A record 90 players, one more than the Greater Milwaukee Open in 1989, made the cut at 151. Last year it took a score of 140 to make it, a score that only Stewart beat this year.
Rummells and Waldorf, who joined the tour in 1986 and 1987, respectively, are looking for their first tournament victories.
Conditions were less than ideal with wind and occasional rain, but they were nothing like they were on Thursday, when Haas was the only player to break par and Stewart--who played the tougher South course--one of four players to match par.
On Friday, 19 golfers broke par, and Stewart breezed through the less challenging North course with nine-hole totals of 32 and 34.
"I don't really mind the rain," Stewart said. "You just have to make sure you keep your gloves dry and don't let your hands slip.

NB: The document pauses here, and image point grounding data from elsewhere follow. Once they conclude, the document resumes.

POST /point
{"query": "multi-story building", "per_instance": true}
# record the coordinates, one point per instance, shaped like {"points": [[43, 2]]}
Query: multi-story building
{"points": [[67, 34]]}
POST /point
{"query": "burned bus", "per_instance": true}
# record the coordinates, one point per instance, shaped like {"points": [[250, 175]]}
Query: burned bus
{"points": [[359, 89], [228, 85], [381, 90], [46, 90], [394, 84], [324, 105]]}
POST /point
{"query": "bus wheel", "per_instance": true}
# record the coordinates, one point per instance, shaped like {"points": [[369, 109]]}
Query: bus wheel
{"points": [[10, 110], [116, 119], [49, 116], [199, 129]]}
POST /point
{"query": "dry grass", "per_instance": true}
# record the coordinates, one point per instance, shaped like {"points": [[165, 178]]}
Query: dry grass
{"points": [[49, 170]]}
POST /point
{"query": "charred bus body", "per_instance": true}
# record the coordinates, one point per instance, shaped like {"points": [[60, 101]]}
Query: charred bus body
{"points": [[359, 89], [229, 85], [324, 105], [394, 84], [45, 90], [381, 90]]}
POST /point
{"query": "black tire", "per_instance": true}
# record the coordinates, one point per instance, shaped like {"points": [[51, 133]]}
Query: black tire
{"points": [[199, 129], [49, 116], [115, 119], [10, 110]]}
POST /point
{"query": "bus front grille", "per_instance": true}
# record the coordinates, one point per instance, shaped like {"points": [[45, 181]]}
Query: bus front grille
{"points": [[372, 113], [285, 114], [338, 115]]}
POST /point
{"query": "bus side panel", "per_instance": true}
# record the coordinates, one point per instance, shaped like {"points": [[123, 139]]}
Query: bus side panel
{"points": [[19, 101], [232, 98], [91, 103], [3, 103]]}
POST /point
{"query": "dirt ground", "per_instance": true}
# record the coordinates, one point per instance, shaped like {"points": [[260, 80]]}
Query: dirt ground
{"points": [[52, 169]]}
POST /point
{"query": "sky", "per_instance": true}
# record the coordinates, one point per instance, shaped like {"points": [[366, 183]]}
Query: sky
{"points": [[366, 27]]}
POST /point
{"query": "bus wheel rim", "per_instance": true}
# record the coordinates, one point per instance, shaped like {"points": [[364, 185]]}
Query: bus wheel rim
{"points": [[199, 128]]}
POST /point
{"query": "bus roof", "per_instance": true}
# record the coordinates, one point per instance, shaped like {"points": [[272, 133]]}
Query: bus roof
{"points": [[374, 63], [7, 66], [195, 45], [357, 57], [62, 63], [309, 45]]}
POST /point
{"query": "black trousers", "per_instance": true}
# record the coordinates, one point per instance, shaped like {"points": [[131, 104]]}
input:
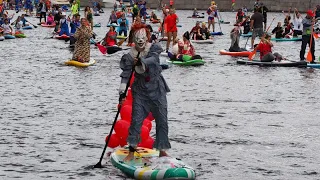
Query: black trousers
{"points": [[43, 14], [305, 41]]}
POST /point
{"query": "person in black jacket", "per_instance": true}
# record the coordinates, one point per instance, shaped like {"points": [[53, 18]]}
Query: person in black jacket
{"points": [[43, 9], [263, 9]]}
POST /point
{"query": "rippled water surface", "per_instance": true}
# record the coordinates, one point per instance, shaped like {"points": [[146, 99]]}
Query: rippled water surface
{"points": [[227, 121]]}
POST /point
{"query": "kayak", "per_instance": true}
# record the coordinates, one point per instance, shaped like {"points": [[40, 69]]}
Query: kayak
{"points": [[236, 54], [80, 64], [49, 26], [147, 165], [62, 37], [97, 25], [195, 17], [27, 27], [207, 41], [216, 33], [8, 36], [286, 39], [249, 34], [113, 24], [20, 35], [121, 37], [283, 63]]}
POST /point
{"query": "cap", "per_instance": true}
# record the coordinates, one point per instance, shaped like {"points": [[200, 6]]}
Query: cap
{"points": [[310, 13]]}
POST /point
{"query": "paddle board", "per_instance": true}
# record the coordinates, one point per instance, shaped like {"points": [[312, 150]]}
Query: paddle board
{"points": [[286, 39], [207, 41], [147, 165], [216, 33], [80, 64]]}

"Regardless of how bad it is, I try to be positive. If you have a negative attitude about the weather, you're defeating yourself before you tee off. (Thursday) I was talking to my caddie and I said, 'Isn't it beautiful out here?' We just laughed it off."
Stewart, 36, a graduate of Southern Methodist, ranks sixth on the all-time money list with earnings of $5,462,958. He has won $68,260 this year and says that he is primed to gain his eighth tour victory and first since 1990.
"I'm very excited about the way I've been playing," he said. "I'm hitting the shots I'm visualizing, and I'm putting the ball very well. I changed putters recently and I've probably got the ugliest putter on the tour, but it works.
"Actually, I could have been lower than 66 today. Besides my six birdies, I had good chances on putts that didn't go in."
Rummells, also playing the North course, bounced back from a first-round 77 for his 64. He had eight birdies and, like Stewart, no bogeys.